In those experiments, researchers discovered several important findings: (1) recombinant INGAP stimulated pancreatic duct proliferation, (2) it was indeed the major component of ilotropin, and (3) INGAP antibodies could neutralize the regenerative effect.

From their work with hamsters, the scientific team found that for every log dose increase of INGAP, there was a progressive reduction in blood glucose concentration. Each administered dose dropped the blood glucose 35 mg per deciliter that translated into a 1% drop in hemoglobin A1c. Repetition of the process produced a reversal of diabetes in the animals 30% - 40% of the time.

Researchers then continued their investigations to find the active protein fragment within INGAP that successfully duplicated the action of the mature INGAP gene. Out of 155 amino acids that comprise the mature gene, scientists found 15 amino acids that produced regenerative effect. They synthesized the INGAP Peptide in vitro and began further testing on the Peptide.

In experiments to see if the Peptide would reach its target and stimulate islets, Drs. Gary Pittenger and David Taylor-Fishwick, directors of the Protein Chemistry and Cell and Molecular Biology laboratories, tagged the synthesized Peptide with a fluorescent marker and administered in intraperitoneally. The tags showed that the Peptide immediately traveled to the pancreas where it stimulated new islets within the ductal cells.

With the Peptide’s success established in hamsters, researchers moved on to investigate the Peptide’s effectiveness in other species. They chose to work with the C57BL/bt black mouse because when made diabetic, it gets pancreatic inflammation and the cells exactly resemble those of people with Type 1 diabetes. In a small study of eight animals, in which half received injections of salt water and half received INGAP Peptide injections, all animals administered with INGAP Peptide experienced a reversal of their diabetes.

Scientists looked closer at how INGAP Peptide reversed the diabetes. All the animals that received salt water continued to have high blood glucose levels. As INGAP Peptide was administered, the animals experienced lower blood glucose levels. When INGAP was stopped, levels remained lower. These experiments established that insulin was not producing the effect because it only works while it’s in the body.

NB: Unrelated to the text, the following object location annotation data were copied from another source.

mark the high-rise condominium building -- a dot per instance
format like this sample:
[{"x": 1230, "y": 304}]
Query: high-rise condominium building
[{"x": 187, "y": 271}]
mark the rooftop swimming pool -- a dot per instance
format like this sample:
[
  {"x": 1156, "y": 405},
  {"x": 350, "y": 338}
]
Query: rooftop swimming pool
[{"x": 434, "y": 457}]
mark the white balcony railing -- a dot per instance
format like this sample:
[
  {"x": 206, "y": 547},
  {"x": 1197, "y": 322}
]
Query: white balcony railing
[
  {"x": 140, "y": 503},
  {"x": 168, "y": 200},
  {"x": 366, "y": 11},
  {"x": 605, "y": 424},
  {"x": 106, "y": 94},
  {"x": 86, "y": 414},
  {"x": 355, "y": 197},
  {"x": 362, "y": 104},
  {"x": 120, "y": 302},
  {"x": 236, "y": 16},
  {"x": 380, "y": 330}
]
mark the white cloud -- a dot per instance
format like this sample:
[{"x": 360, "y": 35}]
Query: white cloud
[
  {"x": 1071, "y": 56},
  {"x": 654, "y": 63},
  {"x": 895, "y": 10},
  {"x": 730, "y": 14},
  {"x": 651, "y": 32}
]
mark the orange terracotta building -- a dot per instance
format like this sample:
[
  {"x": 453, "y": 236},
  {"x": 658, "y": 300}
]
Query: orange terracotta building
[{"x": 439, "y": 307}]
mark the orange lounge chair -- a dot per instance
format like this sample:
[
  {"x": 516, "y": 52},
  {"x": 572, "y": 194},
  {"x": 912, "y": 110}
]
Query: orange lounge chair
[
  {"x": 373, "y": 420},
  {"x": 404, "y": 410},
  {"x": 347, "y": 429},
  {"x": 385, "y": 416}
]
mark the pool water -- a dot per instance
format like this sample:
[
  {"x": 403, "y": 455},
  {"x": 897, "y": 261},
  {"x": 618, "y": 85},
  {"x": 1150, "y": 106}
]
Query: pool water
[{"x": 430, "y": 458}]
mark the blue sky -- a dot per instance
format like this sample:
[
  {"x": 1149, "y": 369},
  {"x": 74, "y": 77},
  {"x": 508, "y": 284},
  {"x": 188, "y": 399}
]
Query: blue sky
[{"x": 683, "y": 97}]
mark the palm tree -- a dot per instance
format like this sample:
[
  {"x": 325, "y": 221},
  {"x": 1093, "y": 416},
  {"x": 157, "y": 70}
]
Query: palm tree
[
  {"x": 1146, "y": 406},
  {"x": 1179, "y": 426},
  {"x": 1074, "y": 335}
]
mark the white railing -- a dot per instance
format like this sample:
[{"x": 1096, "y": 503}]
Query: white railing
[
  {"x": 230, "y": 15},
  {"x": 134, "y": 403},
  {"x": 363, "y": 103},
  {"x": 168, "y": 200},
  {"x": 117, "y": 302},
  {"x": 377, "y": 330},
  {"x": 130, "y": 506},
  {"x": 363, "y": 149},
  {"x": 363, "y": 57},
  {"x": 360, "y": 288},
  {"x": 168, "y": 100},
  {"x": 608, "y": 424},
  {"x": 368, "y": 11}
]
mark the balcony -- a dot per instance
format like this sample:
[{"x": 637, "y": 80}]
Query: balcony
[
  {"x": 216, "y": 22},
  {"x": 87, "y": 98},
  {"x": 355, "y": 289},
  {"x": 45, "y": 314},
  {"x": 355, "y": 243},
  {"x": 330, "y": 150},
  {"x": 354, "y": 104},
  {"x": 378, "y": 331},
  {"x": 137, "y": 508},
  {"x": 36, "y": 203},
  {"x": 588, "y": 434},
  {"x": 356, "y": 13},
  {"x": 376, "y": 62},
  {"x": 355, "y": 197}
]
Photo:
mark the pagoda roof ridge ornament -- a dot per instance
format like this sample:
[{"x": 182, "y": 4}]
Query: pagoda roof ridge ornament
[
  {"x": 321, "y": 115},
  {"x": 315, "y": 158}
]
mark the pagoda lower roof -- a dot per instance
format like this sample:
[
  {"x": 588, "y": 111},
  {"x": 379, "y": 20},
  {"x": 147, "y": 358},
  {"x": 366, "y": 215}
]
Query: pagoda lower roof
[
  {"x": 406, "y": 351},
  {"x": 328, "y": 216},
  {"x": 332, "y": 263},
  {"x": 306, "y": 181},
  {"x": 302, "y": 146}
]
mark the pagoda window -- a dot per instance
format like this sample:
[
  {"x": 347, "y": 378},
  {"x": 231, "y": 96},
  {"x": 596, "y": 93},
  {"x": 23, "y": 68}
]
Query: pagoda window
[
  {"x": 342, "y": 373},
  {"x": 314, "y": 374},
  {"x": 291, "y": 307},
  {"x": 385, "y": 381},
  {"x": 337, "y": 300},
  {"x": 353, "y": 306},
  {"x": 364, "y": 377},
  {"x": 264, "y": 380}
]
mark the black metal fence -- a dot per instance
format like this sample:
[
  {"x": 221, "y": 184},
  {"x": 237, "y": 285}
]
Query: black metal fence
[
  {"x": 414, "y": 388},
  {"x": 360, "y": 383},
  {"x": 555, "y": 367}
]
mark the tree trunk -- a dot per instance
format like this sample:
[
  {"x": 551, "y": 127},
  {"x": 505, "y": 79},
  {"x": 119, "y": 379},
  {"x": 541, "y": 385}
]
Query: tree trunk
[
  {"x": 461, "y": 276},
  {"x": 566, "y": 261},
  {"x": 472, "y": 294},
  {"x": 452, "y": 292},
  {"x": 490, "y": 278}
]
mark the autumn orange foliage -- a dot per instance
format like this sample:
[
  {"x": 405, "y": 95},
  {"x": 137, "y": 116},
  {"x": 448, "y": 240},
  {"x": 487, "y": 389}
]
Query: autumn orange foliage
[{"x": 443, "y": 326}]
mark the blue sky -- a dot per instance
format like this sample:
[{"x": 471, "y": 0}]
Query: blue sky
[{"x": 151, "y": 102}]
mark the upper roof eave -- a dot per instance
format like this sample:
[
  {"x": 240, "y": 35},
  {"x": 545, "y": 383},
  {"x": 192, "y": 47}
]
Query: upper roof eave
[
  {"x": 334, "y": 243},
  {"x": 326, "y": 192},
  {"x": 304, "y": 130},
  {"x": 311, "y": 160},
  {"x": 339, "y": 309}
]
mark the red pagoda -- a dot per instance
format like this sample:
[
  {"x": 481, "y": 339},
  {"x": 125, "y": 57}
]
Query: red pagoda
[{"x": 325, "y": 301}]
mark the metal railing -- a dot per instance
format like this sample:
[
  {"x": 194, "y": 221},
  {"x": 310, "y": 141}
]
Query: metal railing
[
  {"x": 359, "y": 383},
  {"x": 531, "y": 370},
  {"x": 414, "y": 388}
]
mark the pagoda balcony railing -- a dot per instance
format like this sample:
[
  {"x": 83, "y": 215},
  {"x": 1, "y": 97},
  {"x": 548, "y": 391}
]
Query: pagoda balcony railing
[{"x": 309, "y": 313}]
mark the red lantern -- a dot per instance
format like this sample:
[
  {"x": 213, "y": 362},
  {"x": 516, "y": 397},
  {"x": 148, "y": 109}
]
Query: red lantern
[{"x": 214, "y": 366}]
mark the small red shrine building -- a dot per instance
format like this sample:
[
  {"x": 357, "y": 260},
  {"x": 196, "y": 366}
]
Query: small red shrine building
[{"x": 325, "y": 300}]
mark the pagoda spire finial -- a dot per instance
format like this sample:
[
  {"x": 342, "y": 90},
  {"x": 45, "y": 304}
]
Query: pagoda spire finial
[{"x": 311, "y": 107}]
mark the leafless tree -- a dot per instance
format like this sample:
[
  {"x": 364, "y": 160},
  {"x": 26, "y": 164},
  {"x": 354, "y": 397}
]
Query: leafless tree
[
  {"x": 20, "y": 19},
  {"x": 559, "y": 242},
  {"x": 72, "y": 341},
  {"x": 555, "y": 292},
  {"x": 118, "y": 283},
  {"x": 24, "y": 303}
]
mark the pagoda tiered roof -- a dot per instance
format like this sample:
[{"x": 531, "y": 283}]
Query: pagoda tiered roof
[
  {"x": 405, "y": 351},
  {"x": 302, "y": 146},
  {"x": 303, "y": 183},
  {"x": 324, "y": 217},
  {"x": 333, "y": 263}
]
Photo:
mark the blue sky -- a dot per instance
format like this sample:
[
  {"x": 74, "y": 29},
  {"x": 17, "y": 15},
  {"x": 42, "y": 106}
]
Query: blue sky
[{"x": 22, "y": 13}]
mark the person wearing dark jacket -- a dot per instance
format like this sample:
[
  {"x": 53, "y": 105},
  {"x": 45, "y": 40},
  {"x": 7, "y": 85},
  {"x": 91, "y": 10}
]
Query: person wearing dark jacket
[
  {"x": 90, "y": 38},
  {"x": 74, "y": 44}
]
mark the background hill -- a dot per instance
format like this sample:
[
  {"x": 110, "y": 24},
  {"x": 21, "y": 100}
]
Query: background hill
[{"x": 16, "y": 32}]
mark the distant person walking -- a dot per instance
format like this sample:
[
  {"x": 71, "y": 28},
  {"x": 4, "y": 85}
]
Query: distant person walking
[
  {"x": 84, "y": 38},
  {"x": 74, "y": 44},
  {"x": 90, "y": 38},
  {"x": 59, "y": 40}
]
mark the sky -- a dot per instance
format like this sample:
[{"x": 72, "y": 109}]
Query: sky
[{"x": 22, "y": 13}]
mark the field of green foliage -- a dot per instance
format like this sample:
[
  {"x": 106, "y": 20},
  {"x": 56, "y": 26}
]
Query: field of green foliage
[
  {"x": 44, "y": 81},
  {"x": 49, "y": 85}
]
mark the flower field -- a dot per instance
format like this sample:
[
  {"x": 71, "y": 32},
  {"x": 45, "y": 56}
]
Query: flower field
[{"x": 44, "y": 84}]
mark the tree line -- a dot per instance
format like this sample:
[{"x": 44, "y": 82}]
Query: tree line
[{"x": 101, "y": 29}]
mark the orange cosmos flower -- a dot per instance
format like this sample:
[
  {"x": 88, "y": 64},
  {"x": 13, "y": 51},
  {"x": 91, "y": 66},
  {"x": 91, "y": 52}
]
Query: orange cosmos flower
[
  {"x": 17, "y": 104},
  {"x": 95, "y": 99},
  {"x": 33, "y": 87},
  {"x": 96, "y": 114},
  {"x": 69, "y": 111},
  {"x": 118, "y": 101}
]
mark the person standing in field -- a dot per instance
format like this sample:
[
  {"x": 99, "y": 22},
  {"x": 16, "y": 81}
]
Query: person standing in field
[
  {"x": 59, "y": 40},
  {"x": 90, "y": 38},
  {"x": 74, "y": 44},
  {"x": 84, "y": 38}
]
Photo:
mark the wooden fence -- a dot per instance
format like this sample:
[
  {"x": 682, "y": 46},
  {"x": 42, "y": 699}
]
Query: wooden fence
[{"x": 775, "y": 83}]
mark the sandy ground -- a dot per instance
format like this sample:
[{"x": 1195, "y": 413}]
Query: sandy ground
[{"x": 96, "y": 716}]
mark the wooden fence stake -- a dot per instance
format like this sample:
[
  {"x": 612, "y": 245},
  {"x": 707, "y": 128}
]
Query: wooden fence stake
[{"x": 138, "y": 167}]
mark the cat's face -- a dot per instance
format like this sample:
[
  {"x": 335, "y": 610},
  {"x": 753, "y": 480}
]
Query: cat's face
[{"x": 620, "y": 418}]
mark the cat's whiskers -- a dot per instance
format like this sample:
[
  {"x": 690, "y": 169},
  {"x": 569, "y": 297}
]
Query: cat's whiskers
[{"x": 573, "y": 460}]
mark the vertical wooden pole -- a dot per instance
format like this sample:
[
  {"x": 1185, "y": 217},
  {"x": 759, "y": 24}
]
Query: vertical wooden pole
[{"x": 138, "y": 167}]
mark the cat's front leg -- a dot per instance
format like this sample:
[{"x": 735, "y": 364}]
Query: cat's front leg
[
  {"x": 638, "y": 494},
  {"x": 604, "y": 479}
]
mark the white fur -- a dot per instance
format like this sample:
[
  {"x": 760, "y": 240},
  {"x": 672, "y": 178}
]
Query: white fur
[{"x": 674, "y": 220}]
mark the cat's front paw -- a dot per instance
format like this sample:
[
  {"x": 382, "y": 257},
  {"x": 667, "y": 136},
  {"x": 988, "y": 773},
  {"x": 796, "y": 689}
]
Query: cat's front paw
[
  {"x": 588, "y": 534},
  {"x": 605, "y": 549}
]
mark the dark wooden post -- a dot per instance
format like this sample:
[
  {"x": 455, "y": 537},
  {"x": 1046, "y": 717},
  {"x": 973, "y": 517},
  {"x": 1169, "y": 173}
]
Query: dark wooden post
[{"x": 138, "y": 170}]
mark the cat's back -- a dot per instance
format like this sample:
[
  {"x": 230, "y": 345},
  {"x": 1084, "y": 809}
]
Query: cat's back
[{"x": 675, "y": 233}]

They showed that INGAP Peptide has an effect that goes beyond insulin – it creates new islets that the body recognizes as its own.

Islet Regeneration Research Reaches a Fork in the Road

In 2000, islet regeneration research came to a fork in the road – one avenue would develop INGAP Peptide as a pharmaceutical agent in clinical trials, the other avenue would continue to investigate the mechanism of islet regeneration and eventually move beyond INGAP to investigate the other factors that are vital to the regenerative process.

In the realm of pharmaceutical development, GMP Companies, Inc. worked with the Strelitz Diabetes Research Institute to design clinical trials that would test dose, safety, efficacy, and route of administration. Trials continued in other animal species to ascertain if the Peptide was likely to be safe in humans. In the fall of 2001, the Food and Drug Administration approved Phase 1-2a trials in humans. In December, the trials began at four locations nationwide.

In the Strelitz Diabetes Research laboratories basic science research continued to investigate INGAP’s mechanism for islet regeneration. By understanding what INGAP controls and what controls INGAP, scientists believe that they will be able to expand the possibilities for regenerative therapy.

Both avenues of research saw success.

In 2001, pharmaceutical giant Procter & Gamble partnered with GMP Companies, Inc. for INGAP Peptide development in clinical human trials. In 2003, Phase 2 clinical trials expanded to 20 sites nationwide. The trials tested for dosage, route of administration and efficacy in people with Type 1 and Type 2 diabetes. The trials were complete in the spring of 2004.

In the basic science laboratories, researchers discovered INGAP’s mechanism, and in 2002, were able to create islet regeneration without using the gene itself. Since that time, new discoveries have posed intriguing new challenges.